For families or casual dinners, consider serving it family-style with a large bowl in the center of the table. This encourages relaxed, help-yourself dining and makes it easy to adjust portion sizes. You can also offer optional toppings like extra soy sauce, sriracha, or crushed peanuts so everyone can customize their bowl. For kids, serving it with a small side of rice can make it more familiar and filling without changing the core dish.
If you’re using this recipe for meal prep, portion it into individual containers and keep it simple. It works great on its own or paired with cauliflower rice for a low-carb option. For those who want a bit more substance, serving it over jasmine rice or inside lettuce cups creates variety without extra work. No matter how you serve it, this dish stays comforting, fresh, and satisfying.
Storage + Meal Prep
Egg Roll in a Bowl is an excellent choice for leftovers and meal prep because it holds up well in the refrigerator and reheats easily. Once cooled, store leftovers in airtight containers and refrigerate for up to 4 days. The flavors actually deepen over time, making day-two servings especially delicious.
This dish can also be frozen, though it’s best done carefully. Let it cool completely before transferring to freezer-safe containers. Freeze for up to 2 months. Because cabbage releases moisture, the texture may soften slightly after thawing, but the flavor will remain strong. Thaw overnight in the refrigerator for best results.

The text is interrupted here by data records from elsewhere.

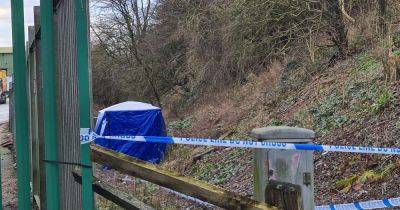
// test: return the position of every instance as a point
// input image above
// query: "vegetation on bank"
(222, 68)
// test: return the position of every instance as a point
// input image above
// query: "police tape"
(87, 136)
(374, 204)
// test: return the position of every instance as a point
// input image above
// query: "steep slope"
(346, 104)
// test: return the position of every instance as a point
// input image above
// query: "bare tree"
(122, 26)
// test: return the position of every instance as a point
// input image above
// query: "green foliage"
(219, 172)
(398, 124)
(396, 39)
(396, 53)
(366, 63)
(367, 176)
(326, 114)
(358, 44)
(383, 100)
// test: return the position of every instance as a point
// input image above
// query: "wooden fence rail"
(188, 186)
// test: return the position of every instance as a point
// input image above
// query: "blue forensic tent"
(132, 118)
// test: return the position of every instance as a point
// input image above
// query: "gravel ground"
(8, 174)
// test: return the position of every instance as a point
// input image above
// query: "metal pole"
(49, 104)
(81, 17)
(21, 105)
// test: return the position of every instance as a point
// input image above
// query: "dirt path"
(8, 174)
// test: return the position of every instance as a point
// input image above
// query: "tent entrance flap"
(132, 118)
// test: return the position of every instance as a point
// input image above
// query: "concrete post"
(294, 167)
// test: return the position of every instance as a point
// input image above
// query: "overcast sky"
(5, 19)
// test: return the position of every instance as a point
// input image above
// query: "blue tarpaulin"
(132, 118)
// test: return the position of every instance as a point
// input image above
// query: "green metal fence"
(52, 101)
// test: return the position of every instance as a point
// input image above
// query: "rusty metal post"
(287, 171)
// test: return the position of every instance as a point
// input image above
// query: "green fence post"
(49, 104)
(21, 105)
(81, 16)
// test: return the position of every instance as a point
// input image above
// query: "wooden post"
(293, 169)
(121, 199)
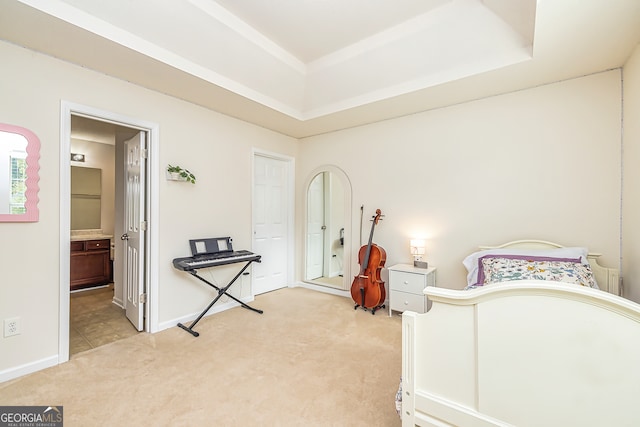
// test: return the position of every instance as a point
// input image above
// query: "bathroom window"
(17, 196)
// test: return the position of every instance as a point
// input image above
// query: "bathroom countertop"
(77, 235)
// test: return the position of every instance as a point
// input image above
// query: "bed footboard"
(526, 354)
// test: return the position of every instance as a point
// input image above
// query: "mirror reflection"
(13, 165)
(325, 231)
(19, 153)
(86, 198)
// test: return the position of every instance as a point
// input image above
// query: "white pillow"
(471, 261)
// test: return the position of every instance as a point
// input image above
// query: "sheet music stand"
(221, 291)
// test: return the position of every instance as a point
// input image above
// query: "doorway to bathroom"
(117, 301)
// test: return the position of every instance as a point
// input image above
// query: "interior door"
(270, 223)
(315, 228)
(134, 226)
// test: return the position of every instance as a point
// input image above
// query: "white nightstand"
(406, 284)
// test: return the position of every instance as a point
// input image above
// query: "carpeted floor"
(309, 360)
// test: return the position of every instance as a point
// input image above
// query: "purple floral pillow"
(481, 269)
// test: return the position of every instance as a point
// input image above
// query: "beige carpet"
(309, 360)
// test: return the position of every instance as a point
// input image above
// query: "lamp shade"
(417, 247)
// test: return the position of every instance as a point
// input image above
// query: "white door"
(270, 223)
(315, 228)
(134, 227)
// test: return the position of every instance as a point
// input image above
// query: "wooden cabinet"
(90, 263)
(406, 286)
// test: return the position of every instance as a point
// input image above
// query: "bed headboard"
(608, 279)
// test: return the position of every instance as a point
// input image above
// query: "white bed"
(526, 353)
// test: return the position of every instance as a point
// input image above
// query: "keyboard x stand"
(221, 291)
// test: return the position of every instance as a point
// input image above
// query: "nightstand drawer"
(403, 301)
(407, 282)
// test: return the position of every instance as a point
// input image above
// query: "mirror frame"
(348, 191)
(33, 155)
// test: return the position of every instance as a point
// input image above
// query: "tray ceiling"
(303, 67)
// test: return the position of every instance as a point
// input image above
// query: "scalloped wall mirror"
(19, 154)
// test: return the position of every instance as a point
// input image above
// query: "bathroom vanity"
(90, 260)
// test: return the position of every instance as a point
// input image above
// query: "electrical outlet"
(11, 327)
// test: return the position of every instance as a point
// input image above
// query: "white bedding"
(525, 353)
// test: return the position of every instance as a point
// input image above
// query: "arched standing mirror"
(19, 154)
(328, 212)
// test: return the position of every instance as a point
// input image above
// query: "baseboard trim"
(28, 368)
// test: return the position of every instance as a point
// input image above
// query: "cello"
(367, 289)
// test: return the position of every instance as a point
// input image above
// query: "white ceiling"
(305, 67)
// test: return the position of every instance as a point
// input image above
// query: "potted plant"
(179, 174)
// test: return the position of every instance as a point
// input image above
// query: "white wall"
(631, 198)
(217, 148)
(542, 163)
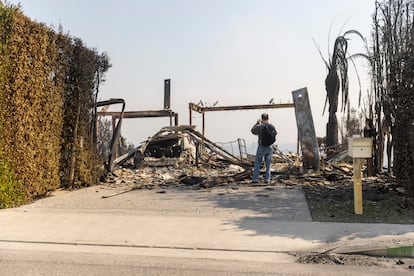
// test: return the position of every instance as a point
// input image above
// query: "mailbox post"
(359, 149)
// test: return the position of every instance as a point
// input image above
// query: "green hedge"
(48, 84)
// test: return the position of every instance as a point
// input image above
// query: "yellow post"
(358, 185)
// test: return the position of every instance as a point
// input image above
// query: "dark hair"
(265, 116)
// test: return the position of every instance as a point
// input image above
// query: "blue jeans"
(266, 153)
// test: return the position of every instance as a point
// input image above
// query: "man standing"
(267, 136)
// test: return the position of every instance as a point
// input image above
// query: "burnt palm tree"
(337, 81)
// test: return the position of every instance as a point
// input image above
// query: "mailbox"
(360, 147)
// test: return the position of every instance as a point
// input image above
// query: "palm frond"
(356, 33)
(320, 53)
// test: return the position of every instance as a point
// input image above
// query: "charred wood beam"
(202, 109)
(139, 114)
(117, 130)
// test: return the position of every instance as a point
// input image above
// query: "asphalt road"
(63, 261)
(236, 230)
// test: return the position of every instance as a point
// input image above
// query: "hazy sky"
(235, 52)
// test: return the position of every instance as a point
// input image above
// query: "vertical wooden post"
(191, 114)
(203, 124)
(358, 185)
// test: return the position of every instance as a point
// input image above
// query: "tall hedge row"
(48, 83)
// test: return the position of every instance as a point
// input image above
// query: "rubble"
(180, 156)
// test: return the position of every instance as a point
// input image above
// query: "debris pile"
(181, 156)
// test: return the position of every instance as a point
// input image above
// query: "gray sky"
(236, 52)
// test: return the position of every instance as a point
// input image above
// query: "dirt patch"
(383, 201)
(354, 260)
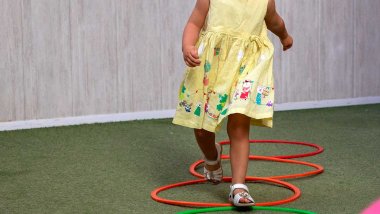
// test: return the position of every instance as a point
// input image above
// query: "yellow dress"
(235, 75)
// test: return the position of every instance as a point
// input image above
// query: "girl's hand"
(190, 56)
(287, 43)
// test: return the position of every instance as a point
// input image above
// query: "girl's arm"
(276, 24)
(191, 33)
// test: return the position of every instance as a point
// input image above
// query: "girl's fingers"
(189, 62)
(193, 60)
(194, 53)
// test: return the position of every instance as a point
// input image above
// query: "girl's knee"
(201, 133)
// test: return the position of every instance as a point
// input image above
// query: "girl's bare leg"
(206, 142)
(238, 131)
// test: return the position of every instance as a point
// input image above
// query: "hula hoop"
(154, 193)
(318, 169)
(318, 151)
(276, 209)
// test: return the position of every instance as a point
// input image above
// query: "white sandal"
(215, 176)
(235, 199)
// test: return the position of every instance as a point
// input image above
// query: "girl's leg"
(238, 131)
(206, 142)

To reheat, warm gently in a skillet over medium heat or in the microwave, stirring halfway through. If it seems a bit dry, add a splash of water or soy sauce to refresh the texture. For best flavor, add fresh green onions or sesame seeds after reheating rather than storing them with the dish. This small step makes leftovers taste freshly made instead of reheated.
Conclusion
Egg Roll in a Bowl with Chicken is proof that fast, healthy, and budget-friendly meals don’t have to be boring. With one pan, simple ingredients, and bold flavors, it delivers everything you love about takeout-style comfort food in a lighter, more practical form. It’s warm, savory, and deeply satisfying without being heavy or complicated.

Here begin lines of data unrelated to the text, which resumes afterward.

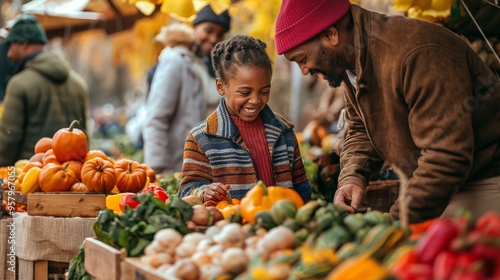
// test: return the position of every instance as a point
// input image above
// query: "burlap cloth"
(50, 238)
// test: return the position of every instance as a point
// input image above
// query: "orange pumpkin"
(37, 157)
(43, 144)
(98, 175)
(70, 143)
(56, 178)
(130, 175)
(150, 172)
(49, 157)
(20, 178)
(79, 187)
(31, 164)
(76, 166)
(95, 153)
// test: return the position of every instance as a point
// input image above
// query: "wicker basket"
(380, 195)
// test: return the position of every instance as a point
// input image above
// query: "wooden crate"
(41, 270)
(9, 266)
(102, 261)
(133, 269)
(380, 195)
(66, 204)
(15, 196)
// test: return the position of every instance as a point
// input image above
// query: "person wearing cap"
(175, 103)
(43, 95)
(417, 97)
(209, 29)
(7, 66)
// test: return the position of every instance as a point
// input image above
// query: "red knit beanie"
(300, 20)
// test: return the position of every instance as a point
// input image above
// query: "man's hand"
(349, 197)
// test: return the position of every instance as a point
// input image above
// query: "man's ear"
(330, 36)
(220, 86)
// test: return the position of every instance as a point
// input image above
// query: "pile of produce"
(64, 163)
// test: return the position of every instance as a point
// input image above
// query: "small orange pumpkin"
(70, 143)
(98, 175)
(43, 144)
(76, 166)
(150, 172)
(37, 157)
(130, 175)
(49, 157)
(79, 187)
(95, 153)
(56, 178)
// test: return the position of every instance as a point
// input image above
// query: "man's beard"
(336, 68)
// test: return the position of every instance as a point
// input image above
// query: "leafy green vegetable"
(135, 229)
(76, 269)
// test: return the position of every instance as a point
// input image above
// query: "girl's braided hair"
(241, 51)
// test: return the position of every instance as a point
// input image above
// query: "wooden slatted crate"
(102, 261)
(66, 204)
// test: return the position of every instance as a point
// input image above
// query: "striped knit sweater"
(214, 152)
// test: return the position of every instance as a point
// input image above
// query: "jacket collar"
(219, 123)
(362, 33)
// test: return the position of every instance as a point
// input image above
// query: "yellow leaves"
(145, 7)
(179, 9)
(430, 10)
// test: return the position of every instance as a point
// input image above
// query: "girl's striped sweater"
(214, 152)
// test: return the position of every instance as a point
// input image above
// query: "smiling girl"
(243, 140)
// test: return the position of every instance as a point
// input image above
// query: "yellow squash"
(261, 197)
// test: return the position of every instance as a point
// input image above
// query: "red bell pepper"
(444, 265)
(417, 271)
(130, 200)
(489, 224)
(157, 192)
(437, 239)
(468, 267)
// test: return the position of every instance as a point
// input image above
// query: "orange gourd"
(43, 144)
(76, 166)
(150, 173)
(95, 153)
(56, 178)
(31, 164)
(49, 157)
(262, 197)
(130, 175)
(79, 187)
(98, 175)
(37, 157)
(70, 143)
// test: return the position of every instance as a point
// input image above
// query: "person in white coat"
(175, 103)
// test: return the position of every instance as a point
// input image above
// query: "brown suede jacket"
(426, 104)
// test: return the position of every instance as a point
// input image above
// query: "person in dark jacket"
(6, 65)
(417, 98)
(43, 95)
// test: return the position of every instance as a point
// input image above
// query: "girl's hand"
(216, 192)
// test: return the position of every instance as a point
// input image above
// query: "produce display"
(264, 236)
(271, 233)
(64, 163)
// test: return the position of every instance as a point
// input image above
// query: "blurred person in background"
(43, 95)
(6, 66)
(175, 103)
(209, 29)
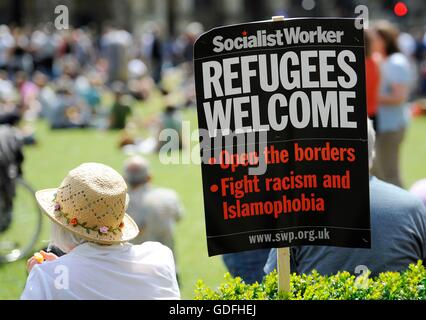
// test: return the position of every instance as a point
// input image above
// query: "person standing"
(393, 113)
(372, 78)
(155, 210)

This is the kind of recipe that quickly becomes a regular in your rotation because it’s reliable, flexible, and easy to customize. Whether you’re cooking for your family, prepping meals for the week, or just trying to get dinner on the table without stress, this dish fits the moment per
FAQs about Egg Roll in a Bowl with Chicken
Can I make Egg Roll in a Bowl with Chicken ahead of time?
Yes, Egg Roll in a Bowl with Chicken works very well for meal prep. You can cook it fully, let it cool, and store it in airtight containers in the refrigerator for up to four days. The flavors deepen as it rests, which makes leftovers even more satisfying.
Is Egg Roll in a Bowl with Chicken healthy?
Egg Roll in a Bowl with Chicken offers a balanced mix of lean protein, vegetables, and flavorful seasonings. It stays naturally low in carbohydrates and avoids frying, which keeps it lighter than traditional egg rolls while still feeling comforting.
Can I substitute another protein for chicken?
Absolutely. Ground turkey, pork, or even shrimp work well in this recipe. The cooking method stays the same, and the sauce pairs easily with different proteins, making this dish flexible for what you have on hand.
How do I keep the cabbage from getting soggy?
Cook the cabbage over medium-high heat and avoid overcrowding the pan. Stir occasionally and stop cooking once it softens but still has a slight bite. This keeps the texture fresh and prevents excess moisture.